Leading forecasters surveyed by Consensus Economics in January expected total inflation, as measured by Consumer Price Index, to average 1.5% in 2014, 1.9% in 2015 and 2.0% in two-to-three years’ time.

Inflation expectations greatly influence actual inflation. They point to inflation in Canada remaining within the Bank of Canada’s inflation-control range, and do not point to the emergence of outright deflation.

“It’s not that we fear deflation in the next moment. None of the real conditions that produce outright deflation, where all prices and wages are declining at the same time … are present,” said Bank of Canada Governor Stephen Poloz. “What we worry about is, when inflation is especially low, if there were another shock that came along that put more downward pressure on the economy, that would introduce the risk of a deflationary outcome,” he explained.
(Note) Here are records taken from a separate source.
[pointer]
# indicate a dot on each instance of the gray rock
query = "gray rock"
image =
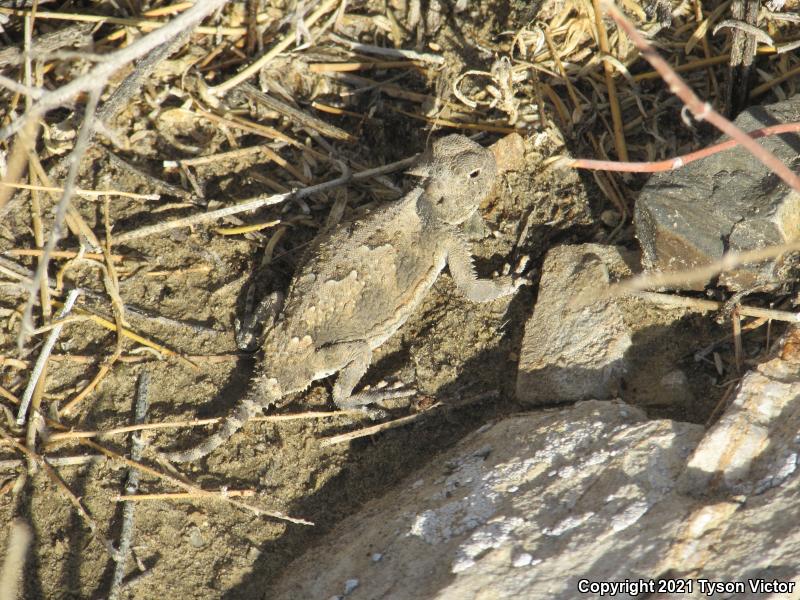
(688, 217)
(572, 352)
(535, 506)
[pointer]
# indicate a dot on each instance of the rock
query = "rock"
(561, 503)
(754, 446)
(571, 351)
(509, 153)
(688, 217)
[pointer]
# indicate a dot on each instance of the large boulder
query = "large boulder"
(553, 504)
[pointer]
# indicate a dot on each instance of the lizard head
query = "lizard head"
(458, 174)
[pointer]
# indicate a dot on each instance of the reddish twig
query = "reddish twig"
(677, 162)
(701, 110)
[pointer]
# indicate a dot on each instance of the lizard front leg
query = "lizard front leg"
(459, 261)
(250, 329)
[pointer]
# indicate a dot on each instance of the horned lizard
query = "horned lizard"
(362, 280)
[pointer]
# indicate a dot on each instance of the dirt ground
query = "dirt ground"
(185, 287)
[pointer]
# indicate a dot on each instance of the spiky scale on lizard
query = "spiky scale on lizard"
(361, 281)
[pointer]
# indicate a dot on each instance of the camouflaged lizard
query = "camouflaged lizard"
(361, 281)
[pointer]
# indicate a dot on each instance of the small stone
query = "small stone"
(572, 351)
(509, 153)
(729, 201)
(522, 559)
(610, 218)
(196, 539)
(350, 585)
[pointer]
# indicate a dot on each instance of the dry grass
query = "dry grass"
(158, 88)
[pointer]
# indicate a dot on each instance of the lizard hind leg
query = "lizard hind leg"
(256, 399)
(349, 377)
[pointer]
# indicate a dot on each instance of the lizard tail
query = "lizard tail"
(247, 408)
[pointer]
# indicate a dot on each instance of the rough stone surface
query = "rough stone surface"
(531, 505)
(729, 201)
(572, 352)
(362, 280)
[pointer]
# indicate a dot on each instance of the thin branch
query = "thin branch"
(703, 305)
(75, 156)
(38, 368)
(260, 201)
(701, 110)
(677, 162)
(131, 488)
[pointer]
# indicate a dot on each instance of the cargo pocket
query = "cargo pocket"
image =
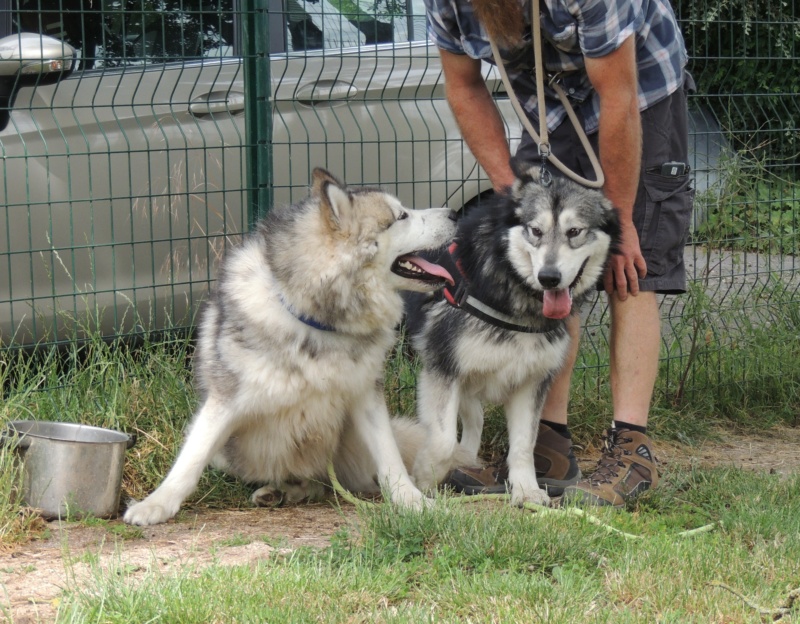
(668, 211)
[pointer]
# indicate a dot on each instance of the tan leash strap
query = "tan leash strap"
(541, 138)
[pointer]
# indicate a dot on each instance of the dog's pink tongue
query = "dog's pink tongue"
(430, 268)
(557, 303)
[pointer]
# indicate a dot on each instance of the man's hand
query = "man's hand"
(626, 267)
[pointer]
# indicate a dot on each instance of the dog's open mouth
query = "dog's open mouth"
(558, 301)
(416, 268)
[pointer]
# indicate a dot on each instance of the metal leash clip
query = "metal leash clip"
(545, 177)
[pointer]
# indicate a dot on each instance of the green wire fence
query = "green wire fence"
(139, 138)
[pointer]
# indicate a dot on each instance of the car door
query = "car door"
(122, 178)
(118, 182)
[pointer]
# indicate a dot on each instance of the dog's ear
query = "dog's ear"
(525, 171)
(334, 199)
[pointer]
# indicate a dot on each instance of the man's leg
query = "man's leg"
(627, 467)
(635, 346)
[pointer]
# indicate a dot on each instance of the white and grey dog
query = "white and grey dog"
(291, 349)
(522, 264)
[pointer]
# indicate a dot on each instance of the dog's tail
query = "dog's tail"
(354, 467)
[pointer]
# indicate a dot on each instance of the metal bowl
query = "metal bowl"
(70, 470)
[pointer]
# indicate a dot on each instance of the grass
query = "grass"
(488, 562)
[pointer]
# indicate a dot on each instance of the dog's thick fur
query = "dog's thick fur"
(291, 348)
(526, 260)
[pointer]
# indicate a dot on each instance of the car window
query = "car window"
(332, 24)
(118, 33)
(114, 33)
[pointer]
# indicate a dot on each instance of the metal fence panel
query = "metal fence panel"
(122, 180)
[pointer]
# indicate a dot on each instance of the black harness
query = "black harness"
(459, 297)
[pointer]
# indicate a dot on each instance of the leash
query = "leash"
(338, 488)
(542, 137)
(461, 299)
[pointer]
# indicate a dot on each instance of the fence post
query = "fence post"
(258, 112)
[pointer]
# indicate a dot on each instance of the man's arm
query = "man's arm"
(614, 77)
(477, 117)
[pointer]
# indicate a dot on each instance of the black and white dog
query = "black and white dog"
(522, 265)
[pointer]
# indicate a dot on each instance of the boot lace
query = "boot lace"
(611, 460)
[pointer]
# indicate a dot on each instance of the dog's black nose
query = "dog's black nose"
(549, 277)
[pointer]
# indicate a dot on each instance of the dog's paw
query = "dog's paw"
(529, 494)
(409, 497)
(267, 496)
(150, 511)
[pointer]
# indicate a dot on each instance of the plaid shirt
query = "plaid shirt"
(573, 29)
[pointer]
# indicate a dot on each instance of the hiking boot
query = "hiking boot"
(556, 468)
(626, 469)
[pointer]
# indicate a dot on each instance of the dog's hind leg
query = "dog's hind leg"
(372, 423)
(471, 413)
(288, 492)
(210, 429)
(437, 408)
(523, 412)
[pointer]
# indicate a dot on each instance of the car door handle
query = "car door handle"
(325, 92)
(217, 103)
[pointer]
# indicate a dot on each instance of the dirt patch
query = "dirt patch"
(33, 576)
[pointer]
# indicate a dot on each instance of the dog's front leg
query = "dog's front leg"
(471, 413)
(437, 409)
(371, 421)
(523, 412)
(209, 431)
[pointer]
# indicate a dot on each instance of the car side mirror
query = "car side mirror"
(29, 54)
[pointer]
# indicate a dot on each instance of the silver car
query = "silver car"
(123, 144)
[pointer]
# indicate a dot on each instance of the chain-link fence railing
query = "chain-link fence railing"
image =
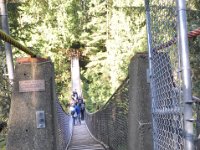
(110, 123)
(5, 97)
(64, 127)
(193, 18)
(169, 72)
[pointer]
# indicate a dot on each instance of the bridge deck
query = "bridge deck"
(82, 140)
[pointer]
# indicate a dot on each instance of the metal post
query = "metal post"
(9, 57)
(150, 51)
(187, 92)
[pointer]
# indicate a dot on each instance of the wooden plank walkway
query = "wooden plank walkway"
(82, 140)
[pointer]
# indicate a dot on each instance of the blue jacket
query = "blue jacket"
(78, 109)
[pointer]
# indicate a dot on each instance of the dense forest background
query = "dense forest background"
(110, 32)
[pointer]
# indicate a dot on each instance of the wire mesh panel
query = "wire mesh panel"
(167, 108)
(110, 123)
(5, 87)
(193, 18)
(64, 128)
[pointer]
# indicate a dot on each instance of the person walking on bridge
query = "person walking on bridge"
(78, 111)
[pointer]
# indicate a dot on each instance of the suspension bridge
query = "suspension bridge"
(151, 110)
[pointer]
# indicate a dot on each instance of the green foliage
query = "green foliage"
(113, 33)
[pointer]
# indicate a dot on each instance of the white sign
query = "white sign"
(31, 85)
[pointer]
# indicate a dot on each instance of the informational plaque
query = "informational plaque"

Deflation – Japan Comes to Mind

In the latter half of the 1980s, Japan experienced strong growth that coincided with a tremendous run-up in land and equity prices. The economy overheated and authorities sharply increased interest rates in 1989 and 1990 to cool the economy, triggering the collapse of asset prices and private demand.
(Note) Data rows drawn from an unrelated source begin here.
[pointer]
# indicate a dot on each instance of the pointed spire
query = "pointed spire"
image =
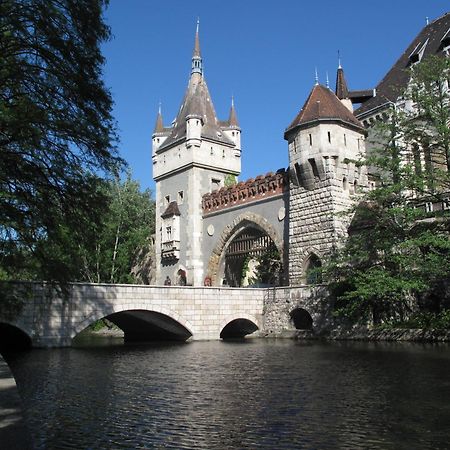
(159, 127)
(232, 119)
(341, 85)
(196, 55)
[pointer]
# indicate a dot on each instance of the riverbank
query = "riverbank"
(394, 334)
(13, 432)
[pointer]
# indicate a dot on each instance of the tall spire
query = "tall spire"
(341, 85)
(159, 127)
(232, 119)
(196, 56)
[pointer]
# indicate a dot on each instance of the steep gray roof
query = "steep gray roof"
(197, 102)
(431, 40)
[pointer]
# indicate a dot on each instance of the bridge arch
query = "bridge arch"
(246, 220)
(238, 325)
(13, 337)
(141, 323)
(301, 319)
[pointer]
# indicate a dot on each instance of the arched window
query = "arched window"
(345, 184)
(312, 271)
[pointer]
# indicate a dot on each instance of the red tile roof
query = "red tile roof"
(323, 105)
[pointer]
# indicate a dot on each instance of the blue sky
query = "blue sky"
(262, 52)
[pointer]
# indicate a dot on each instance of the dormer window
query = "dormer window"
(445, 43)
(417, 54)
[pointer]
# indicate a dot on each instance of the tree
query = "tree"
(396, 260)
(124, 239)
(57, 134)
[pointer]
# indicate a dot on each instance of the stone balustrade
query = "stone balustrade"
(249, 191)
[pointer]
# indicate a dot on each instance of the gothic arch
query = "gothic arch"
(314, 257)
(241, 222)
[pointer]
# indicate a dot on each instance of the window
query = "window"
(313, 270)
(215, 183)
(168, 233)
(344, 184)
(313, 165)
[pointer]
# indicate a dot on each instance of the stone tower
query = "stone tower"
(190, 158)
(324, 141)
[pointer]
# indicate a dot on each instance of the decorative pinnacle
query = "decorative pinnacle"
(197, 40)
(196, 56)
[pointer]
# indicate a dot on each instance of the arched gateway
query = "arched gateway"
(248, 236)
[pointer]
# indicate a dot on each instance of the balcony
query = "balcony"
(170, 250)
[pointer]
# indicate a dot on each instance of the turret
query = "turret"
(322, 136)
(232, 129)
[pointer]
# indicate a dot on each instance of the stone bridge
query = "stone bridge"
(50, 318)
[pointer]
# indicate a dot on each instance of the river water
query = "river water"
(256, 393)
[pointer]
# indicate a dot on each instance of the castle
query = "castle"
(208, 230)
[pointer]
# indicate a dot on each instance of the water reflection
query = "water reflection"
(250, 394)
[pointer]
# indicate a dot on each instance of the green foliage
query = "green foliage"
(269, 269)
(126, 229)
(230, 180)
(57, 135)
(397, 257)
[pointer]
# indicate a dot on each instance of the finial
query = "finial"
(196, 56)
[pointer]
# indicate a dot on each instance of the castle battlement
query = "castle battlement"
(249, 191)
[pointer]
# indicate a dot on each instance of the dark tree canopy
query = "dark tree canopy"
(57, 134)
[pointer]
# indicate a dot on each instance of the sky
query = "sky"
(263, 53)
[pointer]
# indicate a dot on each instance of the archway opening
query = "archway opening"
(313, 270)
(238, 328)
(145, 326)
(13, 339)
(252, 259)
(302, 319)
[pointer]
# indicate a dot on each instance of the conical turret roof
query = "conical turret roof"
(323, 106)
(197, 102)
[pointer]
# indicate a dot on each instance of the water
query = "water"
(233, 395)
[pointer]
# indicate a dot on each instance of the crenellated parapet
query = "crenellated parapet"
(249, 191)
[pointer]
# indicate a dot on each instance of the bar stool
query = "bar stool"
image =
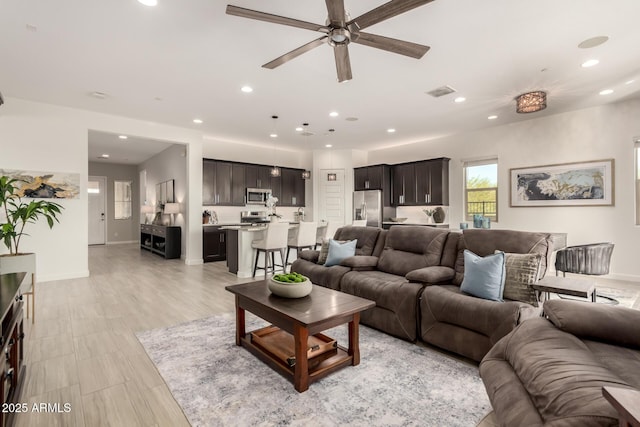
(321, 234)
(275, 240)
(305, 238)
Banks, which had lent to real estate and construction companies, struggled under a mountain of bad loans and rapidly declining profitability. Persistently high nonperforming loans and a declining value of banks’ equity portfolios constrained bank credit and sapped household and business confidence.

With demand in sharp decline, and the country straddled with massive excess capacity, inflationary pressures dissipated. Other factors, including a decline in import prices stemming from the gradual removal of trade barriers, an appreciating currency through early 1995 and deregulation in certain sectors, also pushed down prices. Japan’s inflation rate declined from just above 3.0% in 1990 to roughly zero per cent in 1995. The country slipped into deflation in 1998 and remained stuck in moderate deflation for the next 15 years.

The Bank of Japan adopted a number of measures, including as a zero interest rate policy, and the government introduced economic stimulus programs to spur economic growth. While these policies were effective in spawning economic activity, economic momentum could not be sustained because these initiatives could not change people’s persistent deflationary expectations. A sense that prices would not rise became entrenched. Households were inclined to defer consumption as much as possible.

Japan became caught in a vicious cycle of falling demand, lower production, falling profits, receding real wages, slumping consumption, waning business fixed investment and declining prices. Deflation was not only a result of economic stagnation, but also a cause of protracted economic stagnation.

In Summary

One can understand why policy makers are determined to resist deflation. Japan’s experience serves as a stark reminder of just how economically debilitating deation can be.

Fortunately, and for the foreseeable future, the chances of deflation in Canada appear remote, in large part because the conditions that produce deflation are not present and because there is an understanding that the Bank of Canada and other policymakers will act preemptively and decisively to combat whatever shocks may occur.

The Bank of Canada works to minimize the chances of both a sustained upward drift in inflation and persistent deflation. It aims to keep inflation at 2.0%. It has long recognized that low, stable and predictable inflation is a prerequisite to a well-functioning economy.

The Bank’s inflation-targeting regime is well-entrenched in Canadians’ minds.

While inflation in Canada is currently below the Bank of Canada’s 2.0% target, it is expected to pick up gradually and return to target by the end of 2015 as demand strengthens and excess capacity in the economy is absorbed.